South Australia now says more than 230 establishments have already installed facial recognition technology in an attempt to meet these obligations. Facial recognition helps site operators spot players who have been banned from the casino, even if they never have direct interactions with casino staff (as is possible with an automated poker machine).

The law itself was passed to prevent problem gambling and the associated fallout. According to Attorney General Vickie Chapman, facial recognition is more effective than manual checks because it eliminates human error and gives places a better way to handle high volume of traffic.
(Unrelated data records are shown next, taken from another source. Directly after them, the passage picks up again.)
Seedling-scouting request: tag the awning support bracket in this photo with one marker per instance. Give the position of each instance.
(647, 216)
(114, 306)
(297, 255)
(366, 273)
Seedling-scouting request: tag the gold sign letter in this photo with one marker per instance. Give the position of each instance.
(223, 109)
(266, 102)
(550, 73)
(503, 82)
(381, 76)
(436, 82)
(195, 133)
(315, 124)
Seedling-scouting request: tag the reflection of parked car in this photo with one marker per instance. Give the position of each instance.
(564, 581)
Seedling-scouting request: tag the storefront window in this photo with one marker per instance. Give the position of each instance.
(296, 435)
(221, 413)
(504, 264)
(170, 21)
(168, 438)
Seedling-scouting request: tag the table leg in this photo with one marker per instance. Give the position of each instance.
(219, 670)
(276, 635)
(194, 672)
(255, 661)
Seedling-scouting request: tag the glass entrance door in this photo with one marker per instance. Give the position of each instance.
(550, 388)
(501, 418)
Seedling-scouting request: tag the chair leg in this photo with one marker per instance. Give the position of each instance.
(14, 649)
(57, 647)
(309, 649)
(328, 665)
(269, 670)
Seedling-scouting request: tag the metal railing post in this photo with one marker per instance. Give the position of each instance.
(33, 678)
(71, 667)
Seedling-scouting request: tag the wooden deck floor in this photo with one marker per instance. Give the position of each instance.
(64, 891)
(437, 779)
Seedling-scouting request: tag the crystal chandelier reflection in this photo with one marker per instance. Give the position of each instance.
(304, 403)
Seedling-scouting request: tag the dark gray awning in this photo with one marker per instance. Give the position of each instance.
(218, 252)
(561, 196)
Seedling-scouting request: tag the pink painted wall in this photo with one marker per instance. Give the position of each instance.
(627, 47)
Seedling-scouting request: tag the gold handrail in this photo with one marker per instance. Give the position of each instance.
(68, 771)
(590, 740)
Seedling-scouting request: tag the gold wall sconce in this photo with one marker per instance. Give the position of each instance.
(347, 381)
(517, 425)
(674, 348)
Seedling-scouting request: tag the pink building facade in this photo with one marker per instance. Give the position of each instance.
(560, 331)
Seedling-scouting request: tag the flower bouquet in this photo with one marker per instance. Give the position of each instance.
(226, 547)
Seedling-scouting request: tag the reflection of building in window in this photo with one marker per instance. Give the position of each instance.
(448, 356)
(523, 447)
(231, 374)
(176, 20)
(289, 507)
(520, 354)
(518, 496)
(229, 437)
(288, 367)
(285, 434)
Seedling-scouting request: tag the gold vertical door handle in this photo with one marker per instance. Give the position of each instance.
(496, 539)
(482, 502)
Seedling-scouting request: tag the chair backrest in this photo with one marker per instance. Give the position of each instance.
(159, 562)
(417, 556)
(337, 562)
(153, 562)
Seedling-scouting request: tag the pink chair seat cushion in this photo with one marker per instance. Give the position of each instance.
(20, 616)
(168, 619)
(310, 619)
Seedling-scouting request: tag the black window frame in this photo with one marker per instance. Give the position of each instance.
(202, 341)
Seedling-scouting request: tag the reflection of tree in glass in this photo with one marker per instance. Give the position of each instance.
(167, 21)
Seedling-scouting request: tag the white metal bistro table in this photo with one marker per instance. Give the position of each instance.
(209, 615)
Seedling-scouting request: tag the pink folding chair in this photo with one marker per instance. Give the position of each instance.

“Previously, site staff had to remember the faces of all banned customers and be required to identify them sometimes during peak periods,” Chapman explained. “By automating much of this work through facial recognition, staff receive an alert and are able to take appropriate action in response by intervening and ensuring that a banned person is not allowed to play. “

Since the law came into force, gambling establishments in South Australia have scanned more than 50 million faces and detected banned players more than 1,700 times. Chapman also noted that many sites have been proactive and have voluntarily installed facial recognition technology even though they are not required to do so by the letter of the law.

Gaming operators can currently choose from one of six approved facial recognition providers, although that number may increase with three more pending requests. Japan has announced similar plans to use facial recognition to combat gambling addiction, while Star Casino in Sydney, Australia has deployed the technology to stop would-be thieves.